Honestly, men! Why is it that in a crisis the rational ability to think straight, goes all wavy and heads south.
“We’ll do what we always do. You go and fetch some worms, I’ll get the cage divider, we’ll lure her to the front section – as we do every day to get her out.”
“It won’t work!”
“It’ll work,” I snapped, “just go and get some worms!”
I was left watching the chicks and being shrieked at by Pa Guinea. He didn’t mind me as much as he minded the camera. Something about point and shoot, I think, was stuck in the primeval bit of his brain.
“Heck-heck-heck-heck,” he roared charging at me.
I pointed the camera at him. He squawked and ducked around the side of the cage, muttering rude things beneath his breath.
D returned with the worms. Bo was lured to the front of the cage. The divider was dropped. Yours truly went to the other side of the cage, lifted it up (in a manful sort of way despite being dressed in nothing but a satin dressing gown) and the chicks shot out like motorized mini mice suffering from an excess of batteries.
“Heeeeeeeck!” hissed Pa Guinea and rushed one chick across the lawn while the other two vanished into bushes alongside the house.
“How the hell did they ever get in?” asked D.

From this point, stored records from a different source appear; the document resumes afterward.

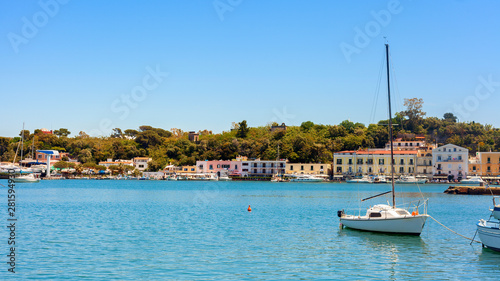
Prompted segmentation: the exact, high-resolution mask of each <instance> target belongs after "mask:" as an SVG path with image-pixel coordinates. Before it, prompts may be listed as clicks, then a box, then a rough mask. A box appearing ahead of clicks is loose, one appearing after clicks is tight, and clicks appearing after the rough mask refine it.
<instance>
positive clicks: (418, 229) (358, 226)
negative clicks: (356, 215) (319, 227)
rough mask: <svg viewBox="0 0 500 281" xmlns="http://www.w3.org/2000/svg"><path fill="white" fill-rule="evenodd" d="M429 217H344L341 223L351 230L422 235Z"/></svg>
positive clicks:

The usual suspect, looking innocent...

Now see, here’s the problem. The usual suspects, aka the squirrels, have done what squirrels always do if there are seeds and nuts they can’t get to. They find a way in. And this lot has taken to tunneling. And sure enough, there was a hole going under the base of the cage.

The Tunnel

I should perhaps mention that last week we found Bo in a lather as two squirrels, the master engineers, flung themselves around her cage because you know how it goes, having got in, no one can ever remember how to get out.

Who me? Nevuh!

So if anyone has any bright ideas about how to stop tunnel builders, bearing in mind that Bo’s cage gets moved around the garden every few days, do please let me know. For the moment we’ve resorted to bricks around the edge of the base where invasions have occurred, but we’re kinda running low on bricks.

The Tunnel blocked, for now...

Oh and before I end off, let me also add that we have a new predator to contend with. Pickings being scarce on the mountain, the baboons have taken to invading the neighbourhood to trash the rubbish bins, break in and devastate anything they can lay their thieving paws on. They are not nice, they can be very aggressive, they have huge yellow fangs and are far too smart for their own good. Dealing with sparrowhawks and herons was, in comparison, um, chicken feed…

Chacma baboons, not to be messed with
Shot above, taken at the arboretum just up the road.
Shot below, taken at Cape Point Nature Reserve


And now I'm off to make myself a nice, soothing cuppa tea.